La République tchèque est aujourd’hui le modèle de la prospérité – l’accroissement du PIB (2% en 2014), le chômage bas (7,5% en 2014), les budgets publics stables et excédent de commerce international. L’état actuel de l’économie tchèque est dû au travail de la Banque nationale tchèque sur laquelle pèse la décision de maintenir le taux de change fixe entre la couronne tchèque et l’euro: de ce fait, l’exportation des biens et des services est favorisée et les investissements sont accrus. Dans l’optique tchèque, on n’a pas de quoi se plaindre tant qu’on achète à la maison. Néanmoins, si une personne recevant un salaire tchèque décide de partir dans la zone euro pour dépenser, son porte- feuille perd en volume nettement plus vite. Une telle personne est donc contente de rentrer en République tchèque.

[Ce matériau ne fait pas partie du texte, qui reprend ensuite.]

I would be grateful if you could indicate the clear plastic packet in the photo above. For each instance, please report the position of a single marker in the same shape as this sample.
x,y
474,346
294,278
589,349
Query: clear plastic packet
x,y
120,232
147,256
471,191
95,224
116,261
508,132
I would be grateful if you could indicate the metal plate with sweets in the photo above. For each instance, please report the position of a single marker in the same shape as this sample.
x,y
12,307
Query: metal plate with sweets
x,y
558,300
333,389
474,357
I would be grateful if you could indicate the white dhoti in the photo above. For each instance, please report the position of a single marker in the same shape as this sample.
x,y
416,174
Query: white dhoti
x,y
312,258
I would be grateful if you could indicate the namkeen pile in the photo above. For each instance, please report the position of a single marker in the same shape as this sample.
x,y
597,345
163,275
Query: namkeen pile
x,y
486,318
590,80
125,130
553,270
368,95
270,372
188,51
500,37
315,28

En revanche, peu de Français ou d’Allemands, à l’exception des entrepreneurs, voudraient venir travailler en République tchèque sans avoir la volonté d’y rester définitivement, car le niveau de rémunération en France ou en Allemagne est incomparable avec le niveau tchèque. Hormis l’enseignement, on peut donc également à l’économie tchèque attribuer le prédicat « nationale ».

L’absence d’experts étrangers dans l’enseignement supérieur, l’accroissement du protectionnisme, la prise de distance envers les cultures mal connues, le contrôle plus stricte des frontières intérieures de l’UE – justifie dans tous les sens du terme, le «renfermement». C’est pour cette raison que la libération du taux de change par la Banque nationale tchèque, prévue pour 2017, semble être un moment crucial dans le sens de l’ouverture de la République tchèque aux pays de la zone euro. Il s’agit d’un acte qui pourrait aider les Tchèques à raisonner non seulement au niveau national, mais aussi au niveau européen. Cela permettrait probablement d’éviter l’étiquette d’une nation tchèque entêtée et xénophobe, une étiquette qui commence à surgir dans la société française à tout moment quand on parle de la République tchèque.

La frontière entre la sécurité et la liberté est très floue. Elle dépend de l’opinion publique et de la situation politique, dans laquelle les médias jouent le rôle du garde-frontière. Le principe est simple – si nous avons peur, renfermons-nous, peu importe que nous mêmes nous mettons le collier ; autrement si nous nous sentons bien en sécurité, nous aimons nous relâcher peu à peu la laisse. La question de la censure au nom de la sécurité reste un instrument commode de manipulation des masses. « Au gouvernement, on mène un débat vif au sujet de la régulation de certains services en ligne, notamment les jeux de hasard. D’après moi, plutôt que de censurer Internet – on vit dans un Etat démocratique – il est important d’apprendre aux gens à travers le spectre des âges à réfléchir et à s’orienter sur Internet. Il faut expliquer que pas toutes les informations proposées via les réseaux sociaux ou commerciaux ne sont fiables », dit Sobotka à l’issue de la conférence. Sa conviction peut se généraliser: l’aléa ne disparaîtra pas tant qu’on interdit d’en parler – il faut le discerner et l’éviter. On parle de l’aptitude de raisonnement critique dont on a un besoin extrême de nos jours de « sur-charge en informations ».

A midi trente, tout est fini. Bohuslav Sobotka se retire pour le déjeuner avec Manuel Valls. Soudain, il se tourne et sourit: « Retournez en République tchèque, tôt ou tard ».